If you’d like to test out seeing if you’re suffering from a nightshades allergy, I would suggest eliminating them from your diet entirely for three weeks.

ILW Recommends: Have Success with Our Eczema Elimination Diet

But before you dive into that, take pictures of your skin in good lighting, so you can be a bit more objective to notice if there is a change. Also, write down and track your symptoms as well as their intensity before, during, and after your trial is done.
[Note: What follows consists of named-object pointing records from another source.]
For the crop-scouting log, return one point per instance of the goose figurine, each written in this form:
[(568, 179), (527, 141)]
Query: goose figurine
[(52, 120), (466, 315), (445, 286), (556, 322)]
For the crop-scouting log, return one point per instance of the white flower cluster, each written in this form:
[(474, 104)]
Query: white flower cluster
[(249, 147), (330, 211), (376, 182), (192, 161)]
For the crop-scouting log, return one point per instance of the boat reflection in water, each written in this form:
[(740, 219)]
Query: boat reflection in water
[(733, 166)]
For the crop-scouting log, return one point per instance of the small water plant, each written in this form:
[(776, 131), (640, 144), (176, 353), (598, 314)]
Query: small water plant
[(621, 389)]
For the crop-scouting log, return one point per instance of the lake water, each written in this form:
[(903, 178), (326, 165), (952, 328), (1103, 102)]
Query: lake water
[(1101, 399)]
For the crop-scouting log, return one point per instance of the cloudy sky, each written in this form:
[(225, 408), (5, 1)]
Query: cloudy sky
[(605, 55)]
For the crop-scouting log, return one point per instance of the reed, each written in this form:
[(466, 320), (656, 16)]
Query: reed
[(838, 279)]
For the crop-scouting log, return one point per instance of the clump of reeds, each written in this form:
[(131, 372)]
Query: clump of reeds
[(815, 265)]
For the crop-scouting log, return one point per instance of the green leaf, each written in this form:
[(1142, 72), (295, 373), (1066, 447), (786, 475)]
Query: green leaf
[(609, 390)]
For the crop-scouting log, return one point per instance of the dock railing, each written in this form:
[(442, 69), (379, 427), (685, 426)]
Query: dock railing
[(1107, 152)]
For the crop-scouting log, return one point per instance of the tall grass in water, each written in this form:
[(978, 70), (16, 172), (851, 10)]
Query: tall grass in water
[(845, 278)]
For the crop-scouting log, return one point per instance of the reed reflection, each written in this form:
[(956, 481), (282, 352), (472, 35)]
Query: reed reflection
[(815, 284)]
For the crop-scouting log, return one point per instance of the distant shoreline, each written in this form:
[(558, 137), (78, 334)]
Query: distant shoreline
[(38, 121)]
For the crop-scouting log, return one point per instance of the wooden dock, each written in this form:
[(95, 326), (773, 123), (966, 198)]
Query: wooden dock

Then, once you go to reintroduce them, even if you saw no improvement whatsoever, I would suggest add one in at a time. That way you could determine if there is a particular reaction to just one food out of the group rather than the entire group itself.

1 Comment

  1. Cat on June 18, 2019 at 10:51 am

    Another problem with nightshades are the lectins in the seeds. Lectins are proteins that are intentionally toxic to keep animals and humans from eating them, so the seeds can eventually germinate and preserve the species. You can avoid their toxicity by removing them before eating. Eggplant seeds are especially toxic, with tomatoes next in line. I don’t know if they can cause eczema, however, but they do weaken your immune system.